Deux largas de rodilla pour accueillir l’excellent second qui ira à mas au cheval en deux rencontres et qui fut brindé à R. Ripart, le joueur du Nîmes Olympique. Passes cambiadas au centre et T. Dufau enchaina les cites de loin pour embarquer son excellent adversaire dans des séries très bien construite. Tout aussi engagé à gauche, il mit parfois un peu le landais en difficulté mais sans le faire rompre. Final droitier enlevé avec redondos et changement de main avant une entière sin puntilla… Le 5eme poussa sur les deux piques qu’il prit, la seconde applaudit… T. Dufau débuta sa faena à genoux, le citant de 20 m avant d’enchainer deux belles séries. La gauche s’avérant plus compliqué d’autant que le « El Torero » avait baissé de ton et malgré les efforts du torero pour animer la faena, tout alla a menos avant une nouvelle superbe épée…

 

Le 3eme prit correctement ses deux puyas, faisant tomber sur un « croc en jambe » le groupe équestre à la 1ere. A. Younes débuta sa faena par derechazos les deux genoux en terre avant de lier de bonnes séries mais sans la fluidité nécessaire pour donner de la transmission à la noblesse déjà un peu fade de son adversaire. L’ensemble ne décollera pas mais l’épée elle lui vaudra une belle ovation. L’arlésien se montra décidé et varié en réceptionnant le dernier toro qui poussa fort en deux rencontres… Cambiadas centrales avant à nouveaux de bons enchainement mais comme à son premier tout peu à peu se dilua et là il eu beaucoup plus de mal à loger l’épée libératrice..


Cartels de Nîmes….

 

 Vendredi 7 juin à 18h00, six toros d’El Torero pour Thomas Joubert, Thomas Dufau et Andy Younes.

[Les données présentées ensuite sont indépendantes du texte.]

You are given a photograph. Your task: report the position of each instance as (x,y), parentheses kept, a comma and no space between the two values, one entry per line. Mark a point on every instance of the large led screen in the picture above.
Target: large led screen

- Samedi 8 juin à 11h30, novillada de la Cape d’or : six novillos de Pagès-Mailhan pour Francisco de Manuel, Diego San Román et El Rafi.

-Samedi 8 juin à 18h00), six toros de Jandilla pour Antonio Ferrera, Roman, David de Miranda et Toñete.

-Dimanche 9 juin à 11h30, six toros de Victoriano del Río pour Diego Urdiales, Paco Ureña et Pablo Aguado, qui confirmera son alternative.

-Dimanche 9 juin à 18h00), six toros de Juan Pedro Domecq pour Sébastien Castella et Andrés Roca Rey, en mano a mano. 

-Lundi 10 juin à 11h30, corrida de rejón : six toros de Fermín Bohórquez pour Pablo Hermoso de Mendoza, Léa Vicens et Guillermo Hermoso de Mendoza, qui confirmera son alternative.

-Lundi 10 juin à 17h30, six toros de Victorino Martín pour Octavio Chacón, Rubén Pinar et Pepe Moral.